Here is a toy example showing that you can take derivative w.r.t a “deep location” in a nested Julia object.

using Setfield
using Parameters
import ForwardDiff

xyz = (x = 1.0, y = 1.0, z = 1.0)
pair = (xyz, (x = -1.0, y = -1.0, z = -1.0))

function f(xyz)
    @unpack x, y, z = xyz
    return x^2 + y^2 + z^2
end

function g(pair)
    a, b = pair
    return f((x = a.x - b.x,
              y = a.y - b.y,
              z = a.z - b.z))
end

# Basic lens usage:
lens_x = @lens _.x
lens_1 = @lens _[1]
lens_2 = @lens _[2]

@assert pair[1].x ==
    get(pair, @lens _[1].x) ==
    get(pair, lens_1 ∘ lens_x)

@assert set(pair, lens_1 ∘ lens_x, "new value") ==
    ((x = "new value", y = 1.0, z = 1.0), pair[2])

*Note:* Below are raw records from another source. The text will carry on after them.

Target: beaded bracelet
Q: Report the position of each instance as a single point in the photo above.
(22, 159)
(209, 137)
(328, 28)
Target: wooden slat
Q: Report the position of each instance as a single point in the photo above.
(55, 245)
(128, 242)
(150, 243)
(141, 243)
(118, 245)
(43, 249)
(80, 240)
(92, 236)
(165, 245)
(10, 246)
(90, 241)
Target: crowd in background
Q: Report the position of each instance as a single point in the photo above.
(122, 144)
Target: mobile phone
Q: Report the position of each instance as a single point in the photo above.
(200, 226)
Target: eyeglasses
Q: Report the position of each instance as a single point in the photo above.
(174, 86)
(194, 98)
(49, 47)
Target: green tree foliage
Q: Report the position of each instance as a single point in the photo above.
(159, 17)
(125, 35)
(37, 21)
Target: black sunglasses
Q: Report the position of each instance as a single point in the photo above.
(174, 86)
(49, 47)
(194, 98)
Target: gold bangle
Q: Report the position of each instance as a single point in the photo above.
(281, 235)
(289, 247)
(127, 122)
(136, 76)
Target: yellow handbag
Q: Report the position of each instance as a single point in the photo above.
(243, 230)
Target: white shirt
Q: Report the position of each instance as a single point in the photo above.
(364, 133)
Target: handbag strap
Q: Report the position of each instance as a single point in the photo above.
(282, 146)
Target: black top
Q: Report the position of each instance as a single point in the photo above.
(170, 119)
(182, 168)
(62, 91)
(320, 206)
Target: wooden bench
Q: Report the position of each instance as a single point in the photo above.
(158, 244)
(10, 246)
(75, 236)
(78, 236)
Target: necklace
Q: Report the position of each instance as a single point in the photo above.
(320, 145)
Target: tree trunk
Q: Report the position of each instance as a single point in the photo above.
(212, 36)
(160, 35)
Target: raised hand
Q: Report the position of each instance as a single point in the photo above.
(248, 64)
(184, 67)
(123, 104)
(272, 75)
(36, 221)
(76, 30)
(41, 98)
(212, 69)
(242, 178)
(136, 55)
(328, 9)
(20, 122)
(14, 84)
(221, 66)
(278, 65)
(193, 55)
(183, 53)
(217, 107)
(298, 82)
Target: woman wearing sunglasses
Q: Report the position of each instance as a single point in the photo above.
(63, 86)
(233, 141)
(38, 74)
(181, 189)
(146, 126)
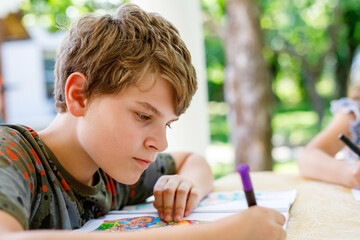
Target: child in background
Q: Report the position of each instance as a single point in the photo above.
(318, 160)
(120, 82)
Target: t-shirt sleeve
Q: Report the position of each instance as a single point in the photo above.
(16, 177)
(163, 165)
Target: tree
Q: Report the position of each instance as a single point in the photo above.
(248, 86)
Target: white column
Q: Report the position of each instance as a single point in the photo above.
(191, 132)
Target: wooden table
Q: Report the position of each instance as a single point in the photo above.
(320, 211)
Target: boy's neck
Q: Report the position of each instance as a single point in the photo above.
(61, 137)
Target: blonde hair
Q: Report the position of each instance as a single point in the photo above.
(114, 52)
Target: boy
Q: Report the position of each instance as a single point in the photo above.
(120, 82)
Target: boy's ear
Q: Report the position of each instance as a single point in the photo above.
(74, 94)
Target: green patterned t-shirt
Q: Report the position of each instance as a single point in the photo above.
(41, 194)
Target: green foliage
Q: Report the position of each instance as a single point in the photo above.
(55, 15)
(303, 39)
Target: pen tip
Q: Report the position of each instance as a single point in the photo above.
(242, 168)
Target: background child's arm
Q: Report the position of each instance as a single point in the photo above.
(176, 195)
(318, 161)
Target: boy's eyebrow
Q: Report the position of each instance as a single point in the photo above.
(154, 109)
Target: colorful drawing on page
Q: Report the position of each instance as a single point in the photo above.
(221, 198)
(140, 223)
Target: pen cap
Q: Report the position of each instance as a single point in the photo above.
(243, 170)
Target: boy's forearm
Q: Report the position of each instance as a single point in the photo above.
(314, 163)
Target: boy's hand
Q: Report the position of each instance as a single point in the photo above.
(175, 197)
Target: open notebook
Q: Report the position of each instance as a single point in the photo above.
(213, 207)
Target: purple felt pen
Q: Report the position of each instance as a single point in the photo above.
(243, 170)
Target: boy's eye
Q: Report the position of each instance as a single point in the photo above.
(143, 117)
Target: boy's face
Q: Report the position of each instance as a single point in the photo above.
(123, 133)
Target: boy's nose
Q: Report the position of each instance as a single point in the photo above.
(157, 141)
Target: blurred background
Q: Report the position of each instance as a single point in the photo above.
(267, 69)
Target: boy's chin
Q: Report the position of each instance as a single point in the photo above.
(128, 181)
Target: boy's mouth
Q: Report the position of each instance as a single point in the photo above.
(143, 162)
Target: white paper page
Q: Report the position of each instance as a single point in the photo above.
(215, 206)
(230, 202)
(95, 223)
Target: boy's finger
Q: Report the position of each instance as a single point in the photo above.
(181, 197)
(158, 194)
(192, 202)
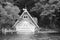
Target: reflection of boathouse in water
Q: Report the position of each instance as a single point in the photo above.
(26, 23)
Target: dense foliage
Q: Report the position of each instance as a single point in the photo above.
(8, 14)
(49, 10)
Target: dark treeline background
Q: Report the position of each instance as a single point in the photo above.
(46, 11)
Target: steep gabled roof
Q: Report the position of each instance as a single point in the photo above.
(26, 13)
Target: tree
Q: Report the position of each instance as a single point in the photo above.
(8, 14)
(45, 8)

# We can take a derivative w.r.t. a lens:
derivative(f, at, wrt::Lens) =
    ForwardDiff.derivative(
        (x) -> f(set(at, wrt, x)),
        get(at, wrt))

@assert derivative(f, xyz, lens_x) ≈ 2
@assert derivative(f, (@set xyz.x = 2.0), lens_x) ≈ 4

@assert derivative(g, pair, lens_1 ∘ lens_x) ≈ 4
@assert derivative(g, pair, lens_2 ∘ lens_x) ≈ -4

The last examples show that we can take derivative w.r.t. a nested value. They also show that how to specify the “location” of the nested value can be composed, like lens_1 ∘ lens_x.

Some detail: I said “virtually any Julia object” but actually that was exaggeration (sorry). The locations specified by the lenses have to be able to change the corresponding type parameter for this to work. This is because you need to temporary store Dual instead of (say) Float64. Also, in terms of performance, those objects probably have to be immutable to avoid heap allocation.


Now imagine that you have some ODEs and also a composite one which couples them in some way (omitting type parameters):

struct ModelA
    alpha
    beta
    ...
end

struct ModelB
    ...
end

struct CoupledModel
    A::ModelA
    B::ModelB
end

Then you can specify the bifurcation parameter for ModelA like @lens _.alpha and for CoupledModel like @lens _.A.alpha. Functions working with CoupledModel can also be blind to what bifurcation parameter (axis) is used for ModelA. It can receive @lens _.alpha or @lens _.beta and then just post-compose it with @lens _.A.

There are likely other ways to do similar things. But I find that lens from Setfield.jl provides a very elegant way to express bifurcation parameter (or in general the “axes” along which you want to change something or compute the derivative).